The Finished Product

That there is no one here to prompt me with a call to "show Spotted Dick" is genuinely heartbreaking. Say that to a stranger in the bathroom of a nightclub and you are assigning your fate to the cosmos; here in the bakeoff, it is an invitation to share in a final round of encouragement after the completion of a difficult task. Alas.

Here is my Spotted Dick:

A Spotted Dick with syrup all over it.
WHICH IT IS SPOTTED DICK, SIR!Chris Thompson/Defector

Turn this baby around and you will see that the weight of caramel is doing terrible things to the structural integrity of the Dick.

A breach in the hull!
Chris Thompson/Defector

Also, upon cutting into the Spotted Dick, it was impossible to ignore that I put way too much milk into this thing, so that its very center, while volcanic in temperature, was very wet and gluey.

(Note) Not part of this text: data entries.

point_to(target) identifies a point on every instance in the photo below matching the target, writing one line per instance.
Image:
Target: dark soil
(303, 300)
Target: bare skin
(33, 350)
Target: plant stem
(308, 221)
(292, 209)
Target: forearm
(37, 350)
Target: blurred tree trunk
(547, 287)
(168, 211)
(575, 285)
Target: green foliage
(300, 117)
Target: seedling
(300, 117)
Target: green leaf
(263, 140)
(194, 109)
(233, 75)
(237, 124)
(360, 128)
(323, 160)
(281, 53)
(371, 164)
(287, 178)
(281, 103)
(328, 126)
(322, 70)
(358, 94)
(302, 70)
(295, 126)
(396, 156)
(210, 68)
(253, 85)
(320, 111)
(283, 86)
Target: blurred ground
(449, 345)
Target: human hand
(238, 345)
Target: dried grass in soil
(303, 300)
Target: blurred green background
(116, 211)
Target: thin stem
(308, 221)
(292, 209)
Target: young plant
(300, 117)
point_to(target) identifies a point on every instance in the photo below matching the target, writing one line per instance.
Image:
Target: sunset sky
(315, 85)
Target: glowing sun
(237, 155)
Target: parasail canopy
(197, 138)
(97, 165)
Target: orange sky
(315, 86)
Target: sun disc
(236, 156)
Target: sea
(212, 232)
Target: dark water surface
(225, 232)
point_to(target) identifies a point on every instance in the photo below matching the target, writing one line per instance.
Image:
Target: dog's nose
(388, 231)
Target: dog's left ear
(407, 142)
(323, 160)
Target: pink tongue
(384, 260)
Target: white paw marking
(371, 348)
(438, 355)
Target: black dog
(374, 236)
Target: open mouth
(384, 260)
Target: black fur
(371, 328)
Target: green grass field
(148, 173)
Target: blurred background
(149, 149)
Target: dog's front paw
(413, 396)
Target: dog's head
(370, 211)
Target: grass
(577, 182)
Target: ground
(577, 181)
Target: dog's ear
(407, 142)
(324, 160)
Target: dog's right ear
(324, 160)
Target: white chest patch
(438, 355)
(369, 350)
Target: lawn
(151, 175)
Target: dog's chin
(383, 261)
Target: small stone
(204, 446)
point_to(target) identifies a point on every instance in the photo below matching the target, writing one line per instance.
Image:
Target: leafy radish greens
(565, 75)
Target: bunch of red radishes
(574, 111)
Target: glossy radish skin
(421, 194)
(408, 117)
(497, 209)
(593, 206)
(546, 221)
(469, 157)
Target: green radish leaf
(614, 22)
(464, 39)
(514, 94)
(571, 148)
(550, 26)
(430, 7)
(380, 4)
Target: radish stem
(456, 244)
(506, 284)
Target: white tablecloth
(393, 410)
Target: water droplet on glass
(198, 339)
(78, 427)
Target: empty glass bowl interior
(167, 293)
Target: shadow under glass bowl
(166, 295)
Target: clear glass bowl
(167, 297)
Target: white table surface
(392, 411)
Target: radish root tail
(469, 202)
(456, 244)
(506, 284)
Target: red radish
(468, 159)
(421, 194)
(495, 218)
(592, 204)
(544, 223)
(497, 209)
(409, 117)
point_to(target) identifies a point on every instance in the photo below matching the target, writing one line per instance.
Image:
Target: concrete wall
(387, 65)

The interior of a Spotted Dick
Chris Thompson/Defector

Nevertheless I am here to report that the Spotted Dick is a perfectly fine thing to eat. It's very sugary sweet, but it gets some nice spice from cinnamon and little pops of acidity from the currants and the citrus; its got a rich heaviness from the suet without being unpleasantly unctuous, and the créme anglaise, while also made with sugar, manages to add some delicacy.

A slice of Spotted Dick, covered with créme anglaise.
What a fellow you are, Spotted Dick.Chris Thompson/Defector

It doesn't photograph particularly well, but then they did not have photos back when this pudding was invented. They had ships, sextants, halliards, ratlines! Beating to windward in a fine fresh breeze, trimmed sails, taught bowlines! Duty and honor!